The largest ever mass extinction on earth may have been triggered by poisonous volcanic gas which erupted in Siberia 250 million years ago, according to a new research.

The largest ever mass extinction on earth may have been triggered by poisonous volcanic gas which erupted in Siberia 250 million years ago , according to a new research. This must have happened before dinosaurs came into existence, towards the Permian era's end, when over two-thirds of amphibians and reptiles were wiped out.

Possibilities like a deep sea methane release, an asteroid hitting the earth, or a greenhouse effect were contemplated by scientists as reasons for the mass extinction.

According to Discovery News, the eruption was the earth's biggest outpouring as the crust split and torrents of lava were released. They covered vast swaths of land in present-day Siberia and created the Siberian Traps, a large area of igneous rocks around the city of Tura.

New evidence for the volcanic gas hypothesis comes from a unique set of molecules preserved in rocks from the Dolomite mountains in Italy.
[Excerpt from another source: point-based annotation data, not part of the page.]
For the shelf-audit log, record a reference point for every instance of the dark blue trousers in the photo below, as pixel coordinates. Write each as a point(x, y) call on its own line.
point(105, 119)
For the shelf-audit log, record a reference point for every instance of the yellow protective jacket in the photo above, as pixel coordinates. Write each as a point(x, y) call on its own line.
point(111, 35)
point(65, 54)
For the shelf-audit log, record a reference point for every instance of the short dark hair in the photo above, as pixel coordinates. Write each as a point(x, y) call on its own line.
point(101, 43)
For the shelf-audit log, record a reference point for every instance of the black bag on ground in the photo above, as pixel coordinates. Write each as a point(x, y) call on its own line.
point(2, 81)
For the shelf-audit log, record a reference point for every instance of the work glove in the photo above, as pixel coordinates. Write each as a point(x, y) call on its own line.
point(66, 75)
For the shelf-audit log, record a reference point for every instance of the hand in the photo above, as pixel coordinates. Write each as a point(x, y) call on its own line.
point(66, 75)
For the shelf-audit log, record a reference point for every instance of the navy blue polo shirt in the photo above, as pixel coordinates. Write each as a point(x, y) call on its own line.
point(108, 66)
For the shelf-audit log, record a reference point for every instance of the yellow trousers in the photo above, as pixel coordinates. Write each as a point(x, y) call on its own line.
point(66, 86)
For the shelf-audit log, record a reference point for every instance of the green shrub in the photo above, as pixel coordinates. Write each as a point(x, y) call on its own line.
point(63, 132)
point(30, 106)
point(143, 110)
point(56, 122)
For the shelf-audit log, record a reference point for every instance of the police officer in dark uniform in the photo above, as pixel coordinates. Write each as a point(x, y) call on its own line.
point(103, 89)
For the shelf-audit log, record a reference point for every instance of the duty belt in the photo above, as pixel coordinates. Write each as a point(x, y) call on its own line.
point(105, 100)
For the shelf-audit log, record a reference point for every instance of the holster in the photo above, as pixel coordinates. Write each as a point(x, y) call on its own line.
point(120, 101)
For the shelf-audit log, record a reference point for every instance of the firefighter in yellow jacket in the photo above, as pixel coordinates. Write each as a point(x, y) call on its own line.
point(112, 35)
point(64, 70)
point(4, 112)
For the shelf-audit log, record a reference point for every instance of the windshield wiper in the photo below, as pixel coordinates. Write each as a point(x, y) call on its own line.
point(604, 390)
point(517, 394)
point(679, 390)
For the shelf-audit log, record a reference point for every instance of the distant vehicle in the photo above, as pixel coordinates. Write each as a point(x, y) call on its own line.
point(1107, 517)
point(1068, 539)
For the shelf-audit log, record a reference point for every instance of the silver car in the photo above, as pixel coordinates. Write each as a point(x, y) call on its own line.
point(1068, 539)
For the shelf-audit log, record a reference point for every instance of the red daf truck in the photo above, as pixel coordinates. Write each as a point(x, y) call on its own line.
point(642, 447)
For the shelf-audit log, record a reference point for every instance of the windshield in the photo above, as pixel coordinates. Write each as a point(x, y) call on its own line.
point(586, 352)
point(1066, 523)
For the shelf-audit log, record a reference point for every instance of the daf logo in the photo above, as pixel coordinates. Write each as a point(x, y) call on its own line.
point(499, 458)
Dating from the time of the extinction, the molecules are the remains of polysaccharides, large sugar-based structures common in plants and soil. The chemistry of the rocks revealed that although the polysaccharides are remains of marine sediments, they are derived from land, supporting the theory that a massive soil erosion resulting from destruction of land vegetation caused them to end up in the sea.

The excessive supply of soil materials to the oceans provides a direct link between terrestrial and marine ecological crises, suggesting that the ecosystem collapse on land could have contributed to the end-Permian marine extinctions.

The terrestrial ecosystem was the first to suffer. The continent-wide nature of the event implies that it was caused by something in the atmosphere, Sephton said. The soil crisis could have caused a worldwide expanse of uninhabitable low-oxygen conditions in shallow marine waters, a condition similar to the oxygen-depleted waters found today in the Gulf of Mexico's dead zone, said the researchers.